The leader of the lab Dr. Chen kindly forwarded their research paper to me and it can be linked to here (Cyber Extremism in Web 2.0: An Exploratory Study of International Jihadist Groups or here). In essence the Dark Web project’s methodology is to search for material with extremist or terrorist style language (but please read the paper for a better description of methodology). Interestingly, they concluded that sites such as Facebook and MySpace, which have been big components of the Web 2.0 milieu are not suited to the propagation of extremist views,
“We did not consider social networking sites, such as MySpace and Facebook, although they are a major component of Web 2.0. Based on our preliminary exploration, we found that the prevalent amount of personal data on these sites, the tight social linkages, and the potential issue of “guilt by association” (for site owners and “friends”) may have discouraged extremists from using such a medium.“
With regard to virtual worlds the Dark Web project found nuanced evidence of extremist ‘activity’ within Second Life, by using Second Life’s internal search system to look for text containing extremist language. More than anything this highlights the difficultly in researching extremist movements within virtual worlds as the worlds themselves do not easily allow themselves to be searched or data-mined in this fashion. The issue of search within virtual worlds has been grappled with by a number of commentators, the problem being what to search for, people, content, land, buildings, events, etc. But more importantly language used within virtual worlds doesn’t hold the same meaning when pulled out of its in-world context. For example the dark-web project cites a number of groups it discovered in Second Life using extremist language, one of who (Terrorists of SL) has a small virtual headquarters called ‘Taliban Towers’. An examination of this site and associated group would tend to suggest they are a role-playing collective with little real-world application. The same goes for other in-world organizations such as, Elite Jihadi Terrorist group.

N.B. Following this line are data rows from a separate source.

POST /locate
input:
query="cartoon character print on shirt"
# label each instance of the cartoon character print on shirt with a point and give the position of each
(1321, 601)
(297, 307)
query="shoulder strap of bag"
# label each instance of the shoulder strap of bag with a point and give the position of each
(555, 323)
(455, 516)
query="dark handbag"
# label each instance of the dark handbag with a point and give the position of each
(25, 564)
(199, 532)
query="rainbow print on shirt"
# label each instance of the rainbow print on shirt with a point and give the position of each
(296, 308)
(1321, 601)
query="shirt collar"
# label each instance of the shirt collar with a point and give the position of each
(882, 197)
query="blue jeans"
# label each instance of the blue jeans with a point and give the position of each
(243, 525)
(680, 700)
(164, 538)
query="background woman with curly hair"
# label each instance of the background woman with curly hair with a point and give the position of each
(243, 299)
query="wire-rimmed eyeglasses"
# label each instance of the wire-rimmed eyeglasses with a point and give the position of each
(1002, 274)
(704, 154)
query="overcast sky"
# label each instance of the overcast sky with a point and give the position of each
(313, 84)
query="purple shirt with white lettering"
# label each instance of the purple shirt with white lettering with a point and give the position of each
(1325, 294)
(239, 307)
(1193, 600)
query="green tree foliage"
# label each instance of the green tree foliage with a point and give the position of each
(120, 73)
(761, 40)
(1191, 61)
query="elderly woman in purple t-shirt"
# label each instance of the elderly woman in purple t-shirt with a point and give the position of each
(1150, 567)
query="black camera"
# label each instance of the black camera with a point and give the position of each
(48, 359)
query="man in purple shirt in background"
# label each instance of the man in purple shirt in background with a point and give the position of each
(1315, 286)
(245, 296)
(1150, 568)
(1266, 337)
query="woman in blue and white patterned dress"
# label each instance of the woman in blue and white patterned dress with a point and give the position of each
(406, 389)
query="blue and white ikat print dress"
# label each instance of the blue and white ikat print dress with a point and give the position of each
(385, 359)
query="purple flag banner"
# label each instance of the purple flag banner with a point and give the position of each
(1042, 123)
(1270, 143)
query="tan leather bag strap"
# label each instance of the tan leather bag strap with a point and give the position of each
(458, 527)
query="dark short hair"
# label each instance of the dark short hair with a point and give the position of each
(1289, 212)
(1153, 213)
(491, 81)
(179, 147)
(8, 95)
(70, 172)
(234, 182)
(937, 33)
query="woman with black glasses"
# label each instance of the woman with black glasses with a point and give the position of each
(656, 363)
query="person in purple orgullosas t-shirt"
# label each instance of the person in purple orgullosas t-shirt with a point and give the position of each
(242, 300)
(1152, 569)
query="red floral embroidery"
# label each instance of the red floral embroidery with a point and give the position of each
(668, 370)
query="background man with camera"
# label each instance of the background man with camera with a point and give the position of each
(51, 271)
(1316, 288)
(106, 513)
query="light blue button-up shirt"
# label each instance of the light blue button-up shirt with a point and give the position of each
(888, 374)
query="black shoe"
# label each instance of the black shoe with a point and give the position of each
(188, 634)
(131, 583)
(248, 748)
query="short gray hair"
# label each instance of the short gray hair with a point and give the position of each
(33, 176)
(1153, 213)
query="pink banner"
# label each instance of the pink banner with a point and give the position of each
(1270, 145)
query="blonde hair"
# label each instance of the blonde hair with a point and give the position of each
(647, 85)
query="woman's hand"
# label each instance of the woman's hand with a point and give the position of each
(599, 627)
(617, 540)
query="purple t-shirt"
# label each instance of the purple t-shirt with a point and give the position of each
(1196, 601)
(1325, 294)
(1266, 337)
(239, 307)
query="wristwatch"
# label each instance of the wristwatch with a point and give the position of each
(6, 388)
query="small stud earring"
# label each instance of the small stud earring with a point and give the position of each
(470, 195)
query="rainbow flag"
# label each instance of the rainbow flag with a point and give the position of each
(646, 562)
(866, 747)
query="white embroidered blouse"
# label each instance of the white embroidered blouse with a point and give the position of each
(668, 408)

Therefore, what this research does is point to something fundamental about how global intelligence and law-enforcement agencies need to approach the examination of virtual worlds, and that is that raw data-crunching is likely to prove unsatisfactory. Ironically, virtual worlds require a uniquely human approach. The only sure way to gather information on extremist or criminal groups operating in virtual worlds is to enter the environment and interact with the suspected groups. The United States Intelligence community is not short of computing power but what this new environment needs is the human touch or to put it in the language of the Beltway -- layer Virtual-HUMINT over the SIGINT mission.